Searching for special characters

Will Haney
2013-12-20
2013-12-21
  • Will Haney

    Will Haney - 2013-12-20
     
    Last edit: Will Haney 2013-12-20
  • Will Haney

    Will Haney - 2013-12-20

    This file contains a special character indicated by the black highlighted text x92.
    When I search the x92 character as \x92 with Search Mode set to Extended I find no matches.

    Any assistance would be greatly appreciated.

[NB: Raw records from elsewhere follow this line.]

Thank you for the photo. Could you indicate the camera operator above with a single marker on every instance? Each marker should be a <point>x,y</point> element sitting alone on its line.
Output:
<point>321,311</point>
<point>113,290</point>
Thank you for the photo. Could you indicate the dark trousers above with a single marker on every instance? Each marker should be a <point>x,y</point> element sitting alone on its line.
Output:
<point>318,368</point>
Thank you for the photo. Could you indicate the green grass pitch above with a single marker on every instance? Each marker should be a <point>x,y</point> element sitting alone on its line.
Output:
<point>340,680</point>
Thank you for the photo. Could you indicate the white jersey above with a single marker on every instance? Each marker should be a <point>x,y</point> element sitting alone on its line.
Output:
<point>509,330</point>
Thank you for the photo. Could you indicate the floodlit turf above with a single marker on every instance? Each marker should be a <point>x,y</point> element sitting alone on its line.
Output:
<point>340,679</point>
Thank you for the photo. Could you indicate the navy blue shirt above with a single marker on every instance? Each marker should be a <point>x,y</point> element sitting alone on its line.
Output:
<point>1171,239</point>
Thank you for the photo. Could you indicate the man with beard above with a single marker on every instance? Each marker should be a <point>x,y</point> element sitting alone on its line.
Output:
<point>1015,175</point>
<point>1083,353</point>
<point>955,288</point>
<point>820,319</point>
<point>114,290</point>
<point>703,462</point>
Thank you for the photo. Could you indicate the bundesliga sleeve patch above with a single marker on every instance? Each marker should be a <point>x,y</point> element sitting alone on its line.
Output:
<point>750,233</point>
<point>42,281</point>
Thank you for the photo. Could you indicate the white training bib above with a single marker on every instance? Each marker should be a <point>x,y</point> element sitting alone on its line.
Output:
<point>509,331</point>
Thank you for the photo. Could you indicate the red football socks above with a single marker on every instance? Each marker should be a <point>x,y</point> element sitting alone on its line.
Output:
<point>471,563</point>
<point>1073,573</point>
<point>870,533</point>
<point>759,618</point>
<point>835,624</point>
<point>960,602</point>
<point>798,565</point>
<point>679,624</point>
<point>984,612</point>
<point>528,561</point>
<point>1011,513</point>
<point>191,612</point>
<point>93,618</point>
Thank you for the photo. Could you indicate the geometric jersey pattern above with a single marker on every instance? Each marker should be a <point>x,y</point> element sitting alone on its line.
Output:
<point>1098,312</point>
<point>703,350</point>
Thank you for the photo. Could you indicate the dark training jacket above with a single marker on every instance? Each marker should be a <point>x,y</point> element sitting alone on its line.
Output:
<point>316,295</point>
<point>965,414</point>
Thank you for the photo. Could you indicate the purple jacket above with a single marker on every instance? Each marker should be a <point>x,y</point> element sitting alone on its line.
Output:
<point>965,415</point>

    Notepad++ showing special character
    Search results

     
  • THEVENOT Guy

    THEVENOT Guy - 2013-12-21

    Hello Will,

    Well, Will, I think that your initial text certainly was : ST. LUKE’S CARE HOME

    According to your country language, you're using one of the Microsoft Windows-nnnn encodings ( in other words, the one-byte ANSI encoding format of N++ ), indicated at the address below :

    http://msdn.microsoft.com/en-us/goglobal/bb964654

    In all these Windows-nnnn encodings, you can noticed that the ANSI code-point \x92 ( decimal value 146 ) represents the Right Single Quotation Mark. This character is coded :

    • in the UNICODE Character Set, with the two-bytes value \x2019 ( UCS-2 Big Endian encoding of N++ )

    • in the UTF-8 encoding format, with the three-bytes value \xE28099 ( UTF-8 without BOM or UTF-8 encodings of N++)

    See, to this purpose, The Unicode General Punctuation chart at the address below :

    http://www.unicode.org/charts/PDF/Unicode-6.3/U63-2000.pdf


    So, for a file, containing the string LUKE’S, only

    • In a legal ANSI encoded file, the different bytes, of the file, are : 4C 55 4B 45 92 53

    • In a legal UTF-8 without BOM encoded file, the different bytes, of the file, are : 4C 55 4B 45 E2 80 99 53 ( ONE byte for letters with value of code-point < \x7F and the THREE bytes underlined for the Right Single Quotation Mark )

    • In a legal UTF-8 encoded file, the different bytes, of the file, are : EF BB BF 4C 55 4B 45 E2 80 99 53 ( same encoding as above, with, in addition, three invisible bytes which represent the BOM [ Byte Order Mark ] of a pure UTF-8 file )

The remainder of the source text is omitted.